Evidence for Hydrodynamic Evolution in Proton-Proton Scattering at LHC Energies

TL;DR

This paper presents evidence that hydrodynamic models, typically used for heavy ion collisions, are applicable to high-multiplicity proton-proton collisions at LHC energies, suggesting thermalization occurs in such events.

Contribution

It introduces a hydrodynamic evolution framework for high-multiplicity $pp$ collisions, supported by Bose-Einstein correlation data at LHC energies.

Findings

High energy densities in $pp$ collisions support hydrodynamic behavior.

Bose-Einstein correlations indicate possible thermalization.

Hydrodynamic models can describe high-multiplicity $pp$ events.

Abstract

In $pp$ scattering at LHC energies, large numbers of elementary scatterings will contribute significantly, and the corresponding high multiplicity events will be of particular interest.
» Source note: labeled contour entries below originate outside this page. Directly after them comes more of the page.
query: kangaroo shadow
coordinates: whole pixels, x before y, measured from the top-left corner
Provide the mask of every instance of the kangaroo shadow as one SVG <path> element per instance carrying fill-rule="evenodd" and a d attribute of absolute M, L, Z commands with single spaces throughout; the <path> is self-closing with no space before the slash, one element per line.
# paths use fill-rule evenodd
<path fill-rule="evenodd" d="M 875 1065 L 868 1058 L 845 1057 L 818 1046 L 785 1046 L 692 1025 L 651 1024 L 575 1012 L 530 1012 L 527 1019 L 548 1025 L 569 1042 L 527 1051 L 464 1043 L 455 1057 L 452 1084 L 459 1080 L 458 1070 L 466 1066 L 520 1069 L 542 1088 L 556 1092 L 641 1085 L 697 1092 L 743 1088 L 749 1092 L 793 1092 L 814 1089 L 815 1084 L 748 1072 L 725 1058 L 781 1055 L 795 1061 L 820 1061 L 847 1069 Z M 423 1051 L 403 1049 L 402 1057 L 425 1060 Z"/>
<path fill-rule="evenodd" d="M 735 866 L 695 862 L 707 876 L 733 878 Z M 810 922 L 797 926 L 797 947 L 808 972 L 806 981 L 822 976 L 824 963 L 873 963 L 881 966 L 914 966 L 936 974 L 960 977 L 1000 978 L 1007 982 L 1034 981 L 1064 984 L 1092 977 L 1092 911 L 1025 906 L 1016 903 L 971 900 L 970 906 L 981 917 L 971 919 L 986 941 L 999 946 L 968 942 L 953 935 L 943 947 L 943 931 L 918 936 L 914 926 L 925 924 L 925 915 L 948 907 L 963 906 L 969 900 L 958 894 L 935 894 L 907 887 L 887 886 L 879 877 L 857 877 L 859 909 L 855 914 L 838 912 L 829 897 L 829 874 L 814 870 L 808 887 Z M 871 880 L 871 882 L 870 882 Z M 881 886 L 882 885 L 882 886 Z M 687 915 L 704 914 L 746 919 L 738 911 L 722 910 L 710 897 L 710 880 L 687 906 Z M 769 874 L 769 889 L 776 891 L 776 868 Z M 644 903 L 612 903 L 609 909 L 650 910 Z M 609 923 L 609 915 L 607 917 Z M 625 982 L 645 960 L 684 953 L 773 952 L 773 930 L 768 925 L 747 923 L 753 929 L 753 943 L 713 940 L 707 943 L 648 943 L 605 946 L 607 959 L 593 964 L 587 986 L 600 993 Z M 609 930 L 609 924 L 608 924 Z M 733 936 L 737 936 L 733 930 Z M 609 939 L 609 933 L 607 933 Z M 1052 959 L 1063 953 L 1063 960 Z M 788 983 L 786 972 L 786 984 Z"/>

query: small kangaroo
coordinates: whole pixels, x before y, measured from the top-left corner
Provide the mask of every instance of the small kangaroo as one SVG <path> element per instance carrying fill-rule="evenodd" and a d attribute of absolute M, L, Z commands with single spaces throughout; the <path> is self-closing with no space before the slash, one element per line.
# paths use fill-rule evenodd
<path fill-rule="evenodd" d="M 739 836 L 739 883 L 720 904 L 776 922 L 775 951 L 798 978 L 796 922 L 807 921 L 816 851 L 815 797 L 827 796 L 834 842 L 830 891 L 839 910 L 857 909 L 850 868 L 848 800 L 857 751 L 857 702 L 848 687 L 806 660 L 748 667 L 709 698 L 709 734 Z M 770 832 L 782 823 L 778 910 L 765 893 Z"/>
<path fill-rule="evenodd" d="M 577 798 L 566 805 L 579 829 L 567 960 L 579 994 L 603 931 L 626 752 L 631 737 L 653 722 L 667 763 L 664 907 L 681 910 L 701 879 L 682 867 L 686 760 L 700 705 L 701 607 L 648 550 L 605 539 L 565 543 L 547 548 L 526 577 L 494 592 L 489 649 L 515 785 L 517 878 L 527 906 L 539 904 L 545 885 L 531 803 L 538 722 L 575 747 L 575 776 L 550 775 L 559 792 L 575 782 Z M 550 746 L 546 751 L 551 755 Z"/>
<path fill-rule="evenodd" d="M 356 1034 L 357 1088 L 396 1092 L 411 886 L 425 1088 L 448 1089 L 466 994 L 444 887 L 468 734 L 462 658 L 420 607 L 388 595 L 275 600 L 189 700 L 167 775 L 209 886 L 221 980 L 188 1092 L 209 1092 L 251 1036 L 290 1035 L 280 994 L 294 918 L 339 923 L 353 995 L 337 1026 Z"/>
Elementary scatterings are parton ladders, identified with color flux-tubes. In high multiplicity events, many of these flux tubes are produced in the same space region, creating high energy densities. We argue that there are good reasons to employ the successful procedure used for heavy ion collisions: matter is assumed to thermalizes quickly, such that the energy from the flux-tubes can be taken as initial condition for a hydrodynamic expansion. This scenario gets spectacular support from very recent results on Bose-Einstein correlations in $pp$ scattering at 900 GeV at LHC.